Iran says it will retaliate against 'hostile' United States sanctions

Share

President Trump announced Friday he would waive the sanctions against Iran for the "last time," giving the USA and its European partners a 120-day deadline to strengthen the deal that prohibits Iran from developing a nuclear program in exchange for entrance into worldwide commerce and banking.

The White House said on Friday that Trump will waive the sanctions against Iran for the "last time", unless an agreement can be reached between the U.S. and Europe within the next 120 days that would strengthen the nuclear deal.

In Tehran, Iranian Foreign Minister Javad Zarif condemned Trump for "maliciously violating" the nuclear agreement.

The 2015 nuclear accord, reached after months of painstaking negotiations with the U.S., Britain, France, Germany, China and Russian Federation, lifted worldwide sanctions in exchange for Iran limiting its nuclear program.

Aides said the President will waive sanctions for the final time, Reuters reported, pointing out that if the deal is not strengthened with a follow-up agreement in 120 days, the U.S. He had previously described it as "the worst deal ever".

Trump administration unveils new sanctions on Iran
And while Trump approved a sanctions waiver, he also made a decision to impose new, targeted sanctions on Iran, the person said. The White House wants European Union signatories to agree permanent restrictions on Iran's uranium enrichment.

He was prepared to back a modification to the existing deal if it were made permanent, one official said.

Iran says its nuclear program is only for peaceful purposes. He also wants Tehran's ballistic missile program to be addressed.

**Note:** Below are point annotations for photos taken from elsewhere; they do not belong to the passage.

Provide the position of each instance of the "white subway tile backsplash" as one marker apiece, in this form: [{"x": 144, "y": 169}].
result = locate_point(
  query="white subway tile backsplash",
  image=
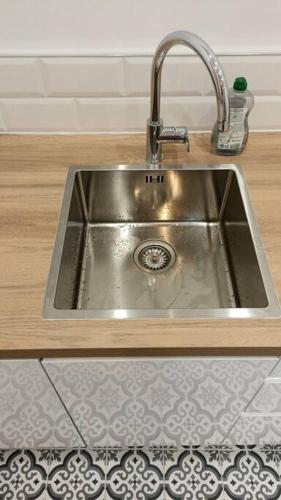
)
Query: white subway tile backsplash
[
  {"x": 20, "y": 77},
  {"x": 83, "y": 76},
  {"x": 124, "y": 114},
  {"x": 180, "y": 76},
  {"x": 111, "y": 94},
  {"x": 39, "y": 115},
  {"x": 113, "y": 115},
  {"x": 188, "y": 76}
]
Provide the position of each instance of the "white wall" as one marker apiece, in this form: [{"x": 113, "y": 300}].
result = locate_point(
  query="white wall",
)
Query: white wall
[
  {"x": 132, "y": 26},
  {"x": 48, "y": 82}
]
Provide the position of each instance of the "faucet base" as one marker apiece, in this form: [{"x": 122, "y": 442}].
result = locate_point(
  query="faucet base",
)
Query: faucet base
[{"x": 154, "y": 153}]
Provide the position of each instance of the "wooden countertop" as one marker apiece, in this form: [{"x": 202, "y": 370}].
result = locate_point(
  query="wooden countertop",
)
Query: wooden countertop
[{"x": 33, "y": 172}]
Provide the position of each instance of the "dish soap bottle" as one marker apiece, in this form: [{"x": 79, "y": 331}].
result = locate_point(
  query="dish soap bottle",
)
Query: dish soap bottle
[{"x": 241, "y": 103}]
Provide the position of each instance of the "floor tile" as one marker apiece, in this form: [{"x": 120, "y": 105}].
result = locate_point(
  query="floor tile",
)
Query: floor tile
[
  {"x": 135, "y": 477},
  {"x": 227, "y": 455},
  {"x": 23, "y": 475},
  {"x": 191, "y": 477},
  {"x": 249, "y": 478},
  {"x": 77, "y": 475},
  {"x": 271, "y": 456}
]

President Donald Trump has extended waivers of nuclear sanctions against Iran. Washington also imposed sanctions on the head of Iran's judiciary and others.

But the official said the White House also wants Congress and European allies to take sterner action before the next deadline for extending the deal.

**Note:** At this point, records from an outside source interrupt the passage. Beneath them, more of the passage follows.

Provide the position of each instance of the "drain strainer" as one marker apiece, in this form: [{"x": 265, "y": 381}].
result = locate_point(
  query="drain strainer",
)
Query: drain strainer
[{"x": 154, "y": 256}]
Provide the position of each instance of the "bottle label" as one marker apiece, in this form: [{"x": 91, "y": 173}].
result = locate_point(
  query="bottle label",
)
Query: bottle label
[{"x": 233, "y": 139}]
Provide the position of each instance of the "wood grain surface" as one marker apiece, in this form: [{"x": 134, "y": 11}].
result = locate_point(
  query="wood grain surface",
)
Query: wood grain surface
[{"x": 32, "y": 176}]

He also wants Congress to alter existing US laws that oversee how the federal government treats the Iran deal - but there is no sign lawmakers will do so anytime soon, or at all.

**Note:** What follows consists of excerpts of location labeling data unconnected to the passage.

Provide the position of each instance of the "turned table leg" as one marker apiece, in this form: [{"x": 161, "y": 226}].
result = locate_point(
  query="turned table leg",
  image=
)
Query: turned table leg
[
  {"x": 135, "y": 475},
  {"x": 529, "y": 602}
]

Trump says USA could 'go back in' to Paris climate agreement
The conservative prime minister had said before the meeting that she'd put climate on the agenda in the bilateral talks. This is not the first time Trump has hinted that the USA could rejoin the pact.

The findings, in a report given to the UN Security Council this week, could add weight to American and Saudi efforts to ostracise Iran with accusations that the Iranians are engaged in destabilising behaviour in the Middle East. It says it will stick to the agreement as long as the other signatories respect it but will "shred" it if Washington pulls out.

In a statement following the signing of the waivers, Trump laid out four conditions that must be met, including increased inspections, ensuring "Iran never even comes close to possessing a nuclear weapon", and that there be no expiry date to the nuke deal.

Donald Trump has announced he will not reimpose economic sanctions on Iran in a move that keeps the nuclear deal in place, despite his repeated criticism.

Analyst Richard Nephew said whether Trump's conditions could be met depended on whether he wants a face-saving way to live with the nuclear deal with the political cover of tough-sounding U.S. legislation, or whether he really wants the deal rewritten.

The Most Intriguing NBA Rookies
So far he’s performing as expected, notching impressive rebounding and blocking numbers in heavy Summer League minutes. It’s undeniable at this point that this rookie class is going to generate a lot of attention for a long time to come.